Severe winter storms in 2013-2014 provided an opportunity to quantify the effects of high-energy marine bombardment on CBD in western Ireland. The pre-storm baseline was an extensive archive of precisely-located field photographs taken in the previous few years. Repeat photography and field measurement in summer 2014 documented movement of 1152 clasts on supratidal shore platforms and in boulder ridges. Of these, 13 had masses >50 t , and 67 were in the range 20-50 t. The largest block moved was >400 t.

The large-block movements inform the ongoing discussion of how to distinguish storm deposits from those of tsunami. Not only did these storm waves move a block with mass ≈400 t, they also transported several clasts (masses 36-49 t) horizontal distances of 75-100 m. These measurements mean that without other contextual evidence, the horizontal transport of megagravel cannot uniquely fingerprint paleotsunami events and cannot be used to inform tsunami chronologies. Transported clasts (as well as newly excavated boulders with masses up to 73 t) were added to imbricated boulder ridges, demonstrating that storm waves do contribute to imbricated CBD, and that boulder imbrication is also not diagnostic of tsunami deposition.
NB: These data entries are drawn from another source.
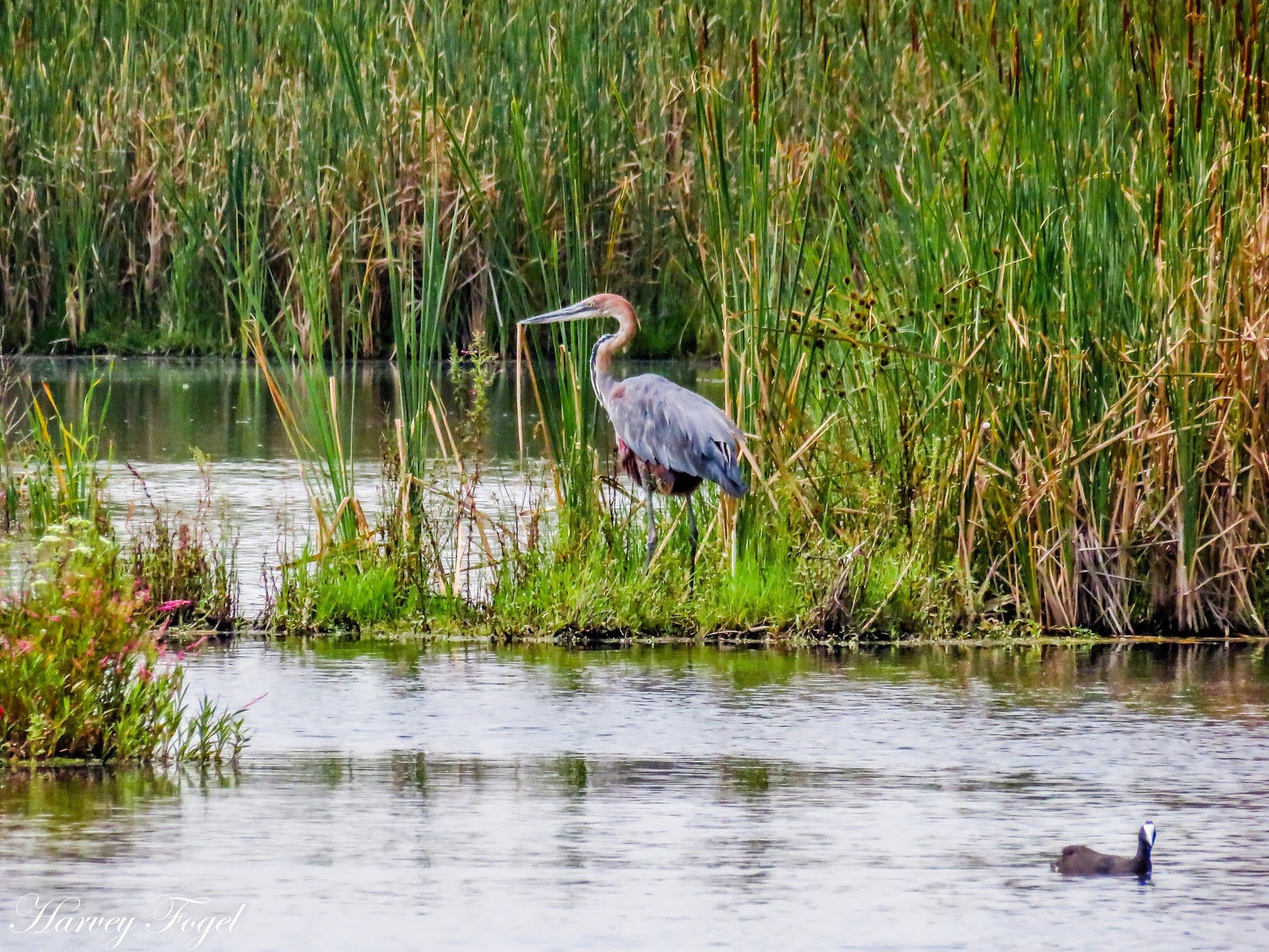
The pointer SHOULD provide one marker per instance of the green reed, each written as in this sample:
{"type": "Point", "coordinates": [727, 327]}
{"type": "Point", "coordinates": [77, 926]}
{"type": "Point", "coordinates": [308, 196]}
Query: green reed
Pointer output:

It’s important to note that although these were significant storms (central pressures in the range 962-940 mb, i.e. equivalent to hurricane Categories 3 and 4), they were not extreme meteorological events: bigger storms with bigger waves are likely to transport larger blocks and move them farther. Work is therefore needed to more finely calibrate the process sedimentology of storm-activated CBD, both to distinguish them from tsunami deposits and to understand high-energy coastal dynamics.